The bill, which eked through the House 221 to 207 on a largely party-line vote, would allow the federal government to pay interest on the nation’s debts and prop up Social Security payments, even if the United States fails to increase its federal borrowing limit. Such an event could occur in September or October.
Republicans say the legislation prioritizes payments, ensuring that there won’t be the kind of missed obligations that could precipitate a formal default. At the same time, the bill politically insulates them from charges by Democrats that forcing negotiations over the debt ceiling puts payments to seniors in jeopardy.
“Clearly, we cannot default on our debt,” said Rep. Dave Camp (R) of Michigan, chairman of the House Ways and Means Committee, which brought forth the bill. “The consequences of doing so could be very serious. A default would at the very least hinder an already stagnant economic recovery, and, in a worst-case scenario, lead the country back into a recession.... If signed into law, this legislation would prevent such an unacceptable situation.”
Nonpartisan analysts say the measure – which will not get a hearing from the Democrat-led Senate and faces a veto threat at the White House – would actually have an effect different from that envisioned by Representative Camp.
Were the bill adopted, argues Shai Akabas, a budget analyst with the Bipartisan Policy Center (BPC), interest payments on the debt and some interest payments needed for processing Social Security payments would be pushed outside the formal debt limit – in effect increasing the debt limit.
This would allow the US Treasury’s “extraordinary measures” – the financial trickeration used by the federal government to finance its operations for several weeks after reaching the formal debt ceiling – to go on even longer than possible today.
As such, Mr. Akabas says, the bill could add several weeks’ time for budget negotiators to hammer out their differences.
On the House floor Thursday, Camp called such an analysis “categorically false” on technical grounds.
A libertarian-minded House Republican, Rep. Thomas Massie (R) of Kentucky, agreed broadly with the BPC.
The bill “is a debt limit increase, and I think many do not realize that,” said Representative Massie in a statement after the vote. “While I support the idea of debt prioritization, this bill does not do that.”
While allowing the US government to forestall a potential debilitating shock to its financial system for several weeks might not be so bad, a bipartisan chorus of voices has criticized plans like the one by House Republicans because they amount to “default by another name,” as the White House put it in a statement promising to veto the bill.
“If the U.S. government legally commits to paying someone a benefit, or agrees to pay a firm for a good or a service, the U.S. government should fulfill that agreement in a timely fashion,” wrote Keith Hennessey, a former economic adviser to President George W. Bush, on an idea similar to the House GOP bill back in January. “To do otherwise is taking the first step to becoming a banana republic. The fiscally responsible policy is to pay your bills on time and cut future spending commitments.”

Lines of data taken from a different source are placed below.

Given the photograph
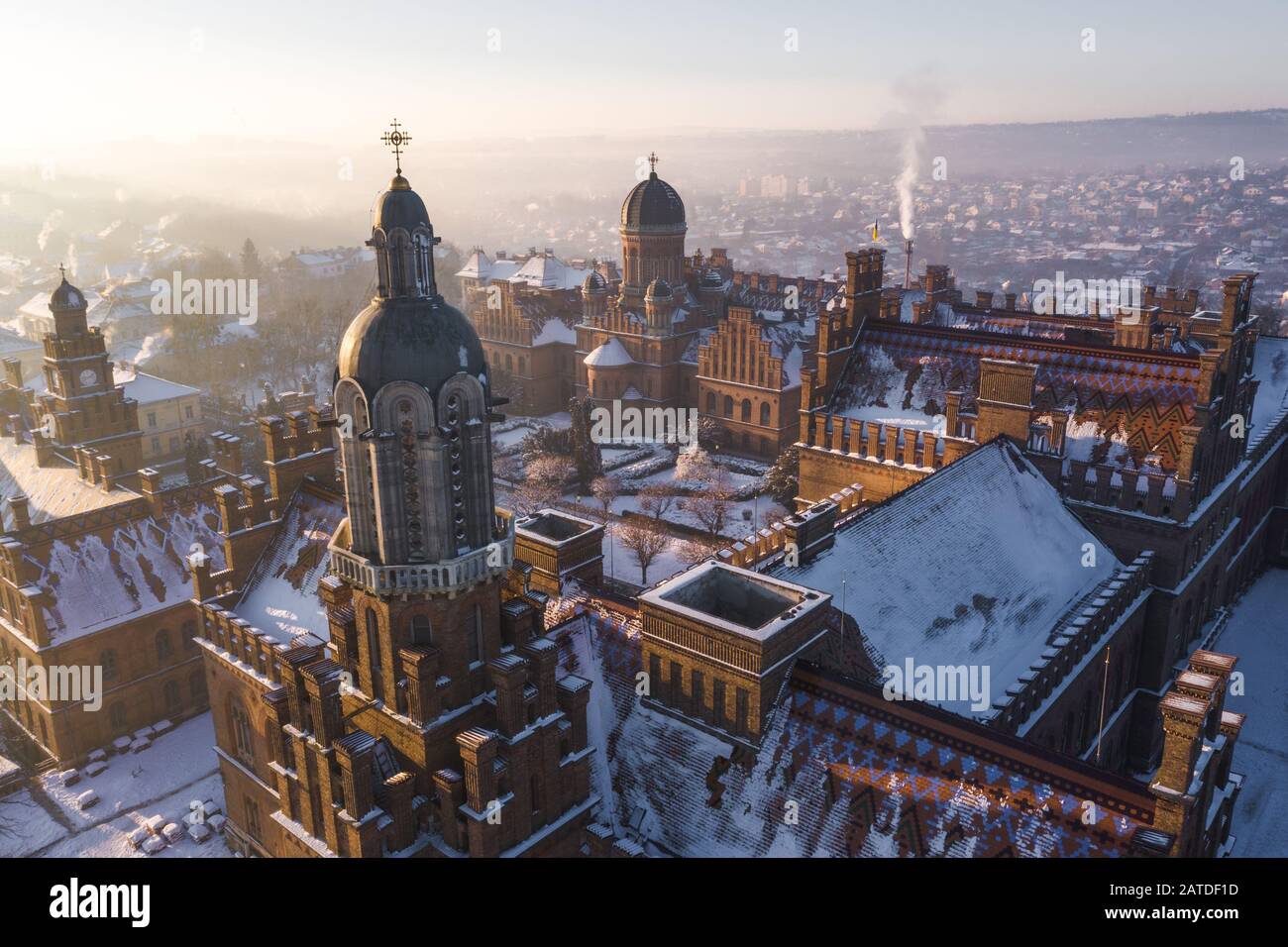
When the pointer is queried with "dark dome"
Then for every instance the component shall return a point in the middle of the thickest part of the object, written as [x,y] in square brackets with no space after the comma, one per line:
[658,289]
[408,339]
[653,205]
[399,206]
[593,282]
[65,296]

Mr. Hennessey continued, “Also note that payment prioritization doesn’t stop payments, it just delays them. Then the aggrieved party sues the government, and probably wins, and it turns into a bloody mess.”
Camp has cited on many occasions that a US failure to meet some of its other obligations – say, the salaries of federal government workers, payments to military contractors, or food support for the poor – would not necessarily generate a debt downgrade. But others point out that doing so would constitute a less formal form of default on the nation’s fiscal promises – a circumstance many believe is potentially nearly as perilous to America’s financial future.
“The bill is an under-the radar way to increase the federal debt ceiling without actually voting to do that,” wrote Stan Collender, a former veteran of the House Budget Committee’s Democratic staff, earlier this week. “Add to that the fact that the bill would mean that the government would be in technical default on contracts and other non-bond obligations if Treasuries were made first in line and the extent of the abuse being perpetrated becomes larger and more obvious.”